In 2004, Wounded Bird Records re-released version B with "Confrontation"; there were however two mispressings, one with the version A track list, and one with "Igneous" removed instead of "Beach Scene". All had the listing for version B on the CD and cover.

In 2013, Perseverance Records released a re-mastered, nine track version that included both "Beach Scene" and "Confrontation", thus correcting the errors on previous releases where both tracks were never on the same disc.

==Track listings==

| No. | Title | Length |
|---|---|---|
| 1. | "Beach Theme" | 3:44 |
| 2. | "Dr.
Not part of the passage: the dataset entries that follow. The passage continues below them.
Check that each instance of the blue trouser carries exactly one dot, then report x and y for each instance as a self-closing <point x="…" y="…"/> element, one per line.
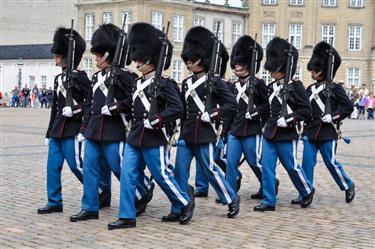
<point x="328" y="151"/>
<point x="204" y="154"/>
<point x="68" y="149"/>
<point x="201" y="181"/>
<point x="250" y="146"/>
<point x="287" y="153"/>
<point x="156" y="161"/>
<point x="94" y="152"/>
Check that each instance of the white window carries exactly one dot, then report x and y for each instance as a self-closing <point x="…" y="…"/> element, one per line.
<point x="43" y="80"/>
<point x="198" y="21"/>
<point x="221" y="29"/>
<point x="178" y="28"/>
<point x="354" y="76"/>
<point x="329" y="3"/>
<point x="157" y="20"/>
<point x="328" y="34"/>
<point x="266" y="76"/>
<point x="356" y="3"/>
<point x="129" y="20"/>
<point x="177" y="70"/>
<point x="355" y="37"/>
<point x="88" y="66"/>
<point x="268" y="33"/>
<point x="298" y="74"/>
<point x="295" y="35"/>
<point x="236" y="32"/>
<point x="107" y="17"/>
<point x="295" y="2"/>
<point x="269" y="2"/>
<point x="89" y="26"/>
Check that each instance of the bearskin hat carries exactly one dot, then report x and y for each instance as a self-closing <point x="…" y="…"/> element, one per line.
<point x="145" y="44"/>
<point x="319" y="59"/>
<point x="277" y="55"/>
<point x="61" y="44"/>
<point x="105" y="39"/>
<point x="198" y="44"/>
<point x="242" y="52"/>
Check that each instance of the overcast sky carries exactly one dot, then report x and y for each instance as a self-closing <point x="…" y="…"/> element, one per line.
<point x="236" y="3"/>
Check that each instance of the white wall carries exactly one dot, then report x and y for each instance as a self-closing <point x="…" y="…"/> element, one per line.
<point x="37" y="68"/>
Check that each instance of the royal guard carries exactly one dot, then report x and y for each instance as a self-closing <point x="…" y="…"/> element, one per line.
<point x="104" y="127"/>
<point x="156" y="102"/>
<point x="289" y="105"/>
<point x="207" y="100"/>
<point x="330" y="105"/>
<point x="66" y="118"/>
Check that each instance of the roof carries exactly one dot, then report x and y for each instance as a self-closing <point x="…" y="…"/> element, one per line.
<point x="31" y="51"/>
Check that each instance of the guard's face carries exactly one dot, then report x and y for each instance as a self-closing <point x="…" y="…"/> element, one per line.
<point x="101" y="62"/>
<point x="194" y="66"/>
<point x="59" y="60"/>
<point x="241" y="71"/>
<point x="316" y="75"/>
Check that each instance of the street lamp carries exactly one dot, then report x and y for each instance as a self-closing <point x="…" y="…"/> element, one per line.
<point x="19" y="65"/>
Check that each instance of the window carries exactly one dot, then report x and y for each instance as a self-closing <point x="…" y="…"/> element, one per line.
<point x="177" y="71"/>
<point x="355" y="35"/>
<point x="89" y="26"/>
<point x="221" y="29"/>
<point x="329" y="3"/>
<point x="178" y="28"/>
<point x="157" y="20"/>
<point x="298" y="74"/>
<point x="295" y="35"/>
<point x="356" y="3"/>
<point x="43" y="80"/>
<point x="107" y="17"/>
<point x="88" y="66"/>
<point x="328" y="34"/>
<point x="198" y="21"/>
<point x="269" y="2"/>
<point x="268" y="33"/>
<point x="295" y="2"/>
<point x="129" y="20"/>
<point x="236" y="32"/>
<point x="266" y="76"/>
<point x="354" y="76"/>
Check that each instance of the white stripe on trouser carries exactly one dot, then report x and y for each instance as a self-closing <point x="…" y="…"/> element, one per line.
<point x="303" y="180"/>
<point x="76" y="155"/>
<point x="166" y="179"/>
<point x="333" y="160"/>
<point x="216" y="175"/>
<point x="258" y="145"/>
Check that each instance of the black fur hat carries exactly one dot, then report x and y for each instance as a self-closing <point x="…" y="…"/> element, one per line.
<point x="319" y="59"/>
<point x="105" y="39"/>
<point x="277" y="55"/>
<point x="242" y="52"/>
<point x="145" y="44"/>
<point x="224" y="60"/>
<point x="61" y="44"/>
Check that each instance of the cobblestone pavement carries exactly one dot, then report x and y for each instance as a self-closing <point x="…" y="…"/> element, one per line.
<point x="328" y="223"/>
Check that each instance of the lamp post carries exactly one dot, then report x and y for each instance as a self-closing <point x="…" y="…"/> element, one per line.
<point x="19" y="65"/>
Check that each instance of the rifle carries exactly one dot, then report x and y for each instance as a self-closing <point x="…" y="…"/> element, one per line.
<point x="115" y="65"/>
<point x="214" y="66"/>
<point x="288" y="76"/>
<point x="154" y="89"/>
<point x="329" y="85"/>
<point x="69" y="69"/>
<point x="252" y="80"/>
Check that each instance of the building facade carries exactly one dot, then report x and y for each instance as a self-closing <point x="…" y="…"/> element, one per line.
<point x="347" y="24"/>
<point x="181" y="14"/>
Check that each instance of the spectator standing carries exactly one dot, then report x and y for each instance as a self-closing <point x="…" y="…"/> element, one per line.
<point x="26" y="95"/>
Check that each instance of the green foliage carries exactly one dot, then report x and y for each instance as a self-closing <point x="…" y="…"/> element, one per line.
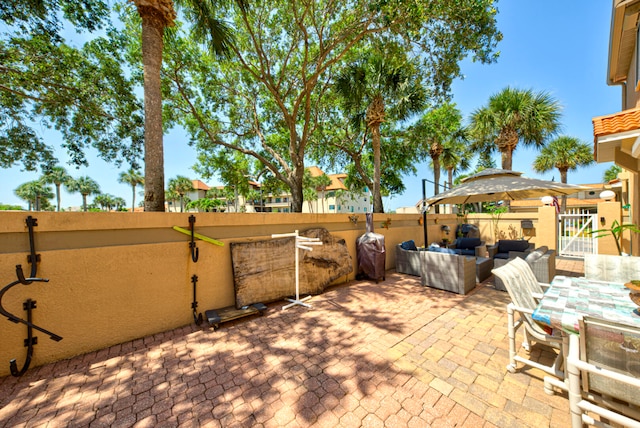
<point x="85" y="186"/>
<point x="496" y="212"/>
<point x="272" y="100"/>
<point x="180" y="185"/>
<point x="6" y="207"/>
<point x="81" y="92"/>
<point x="611" y="173"/>
<point x="514" y="116"/>
<point x="616" y="230"/>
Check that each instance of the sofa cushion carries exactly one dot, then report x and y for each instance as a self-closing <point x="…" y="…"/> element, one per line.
<point x="535" y="255"/>
<point x="468" y="244"/>
<point x="409" y="245"/>
<point x="506" y="245"/>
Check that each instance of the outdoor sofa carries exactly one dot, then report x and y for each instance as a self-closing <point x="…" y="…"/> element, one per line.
<point x="408" y="258"/>
<point x="468" y="247"/>
<point x="450" y="272"/>
<point x="503" y="247"/>
<point x="542" y="262"/>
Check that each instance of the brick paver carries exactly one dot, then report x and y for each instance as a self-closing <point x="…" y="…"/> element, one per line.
<point x="391" y="354"/>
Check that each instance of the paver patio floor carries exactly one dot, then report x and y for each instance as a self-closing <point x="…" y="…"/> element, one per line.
<point x="392" y="354"/>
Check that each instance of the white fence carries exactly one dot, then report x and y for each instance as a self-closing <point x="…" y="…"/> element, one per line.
<point x="574" y="237"/>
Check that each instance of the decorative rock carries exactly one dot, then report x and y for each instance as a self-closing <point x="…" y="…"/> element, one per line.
<point x="264" y="271"/>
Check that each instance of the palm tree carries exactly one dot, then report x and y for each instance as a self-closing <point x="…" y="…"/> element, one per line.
<point x="367" y="87"/>
<point x="171" y="196"/>
<point x="434" y="129"/>
<point x="456" y="156"/>
<point x="132" y="178"/>
<point x="181" y="185"/>
<point x="156" y="15"/>
<point x="566" y="154"/>
<point x="611" y="173"/>
<point x="85" y="186"/>
<point x="57" y="176"/>
<point x="33" y="192"/>
<point x="513" y="116"/>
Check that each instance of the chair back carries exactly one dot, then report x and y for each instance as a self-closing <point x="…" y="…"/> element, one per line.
<point x="521" y="284"/>
<point x="612" y="346"/>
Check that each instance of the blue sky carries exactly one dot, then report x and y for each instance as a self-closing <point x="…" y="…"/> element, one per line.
<point x="556" y="46"/>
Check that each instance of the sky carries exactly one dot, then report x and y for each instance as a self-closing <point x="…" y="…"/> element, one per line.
<point x="560" y="47"/>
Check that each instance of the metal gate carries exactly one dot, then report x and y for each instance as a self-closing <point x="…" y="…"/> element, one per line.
<point x="574" y="237"/>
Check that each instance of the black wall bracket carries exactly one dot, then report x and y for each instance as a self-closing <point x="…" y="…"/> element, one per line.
<point x="28" y="305"/>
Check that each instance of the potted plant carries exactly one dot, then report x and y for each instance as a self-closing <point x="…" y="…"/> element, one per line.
<point x="616" y="231"/>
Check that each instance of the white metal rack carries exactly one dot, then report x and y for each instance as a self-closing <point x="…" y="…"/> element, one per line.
<point x="302" y="243"/>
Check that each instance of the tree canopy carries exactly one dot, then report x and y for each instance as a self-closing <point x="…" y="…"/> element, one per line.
<point x="82" y="92"/>
<point x="270" y="99"/>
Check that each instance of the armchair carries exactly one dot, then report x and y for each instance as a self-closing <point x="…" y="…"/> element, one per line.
<point x="524" y="289"/>
<point x="541" y="260"/>
<point x="603" y="371"/>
Destructo" | 3:18 |
| 3. | "Diamond Diary" | 10:48 |
| 4. | "Burning Bar" | 3:11 |
| 5. | "Beach Scene" (Version B only) | 6:48 |
| 6. | "Scrap Yard" | 4:40 |
| 7. | "Trap Feeling" | 2:57 |
| 8. | "Igneous" | 4:45 |
| 9. | "Confrontation" (Version A only) | 5:37 |

==Personnel==
- Edgar Froese – guitar, keyboards, electronic equipment
- Christopher Franke – synthesizers, electronic equipment, electronic percussion
- Johannes Schmoelling – keyboards, electronic equipment
- Klaus Krüger – percussion on "Igneous" (recorded 1978)
- Michael Mann – some minor guitar
- Craig Safan – composed "Confrontation". He has said that it was performed by session musicians.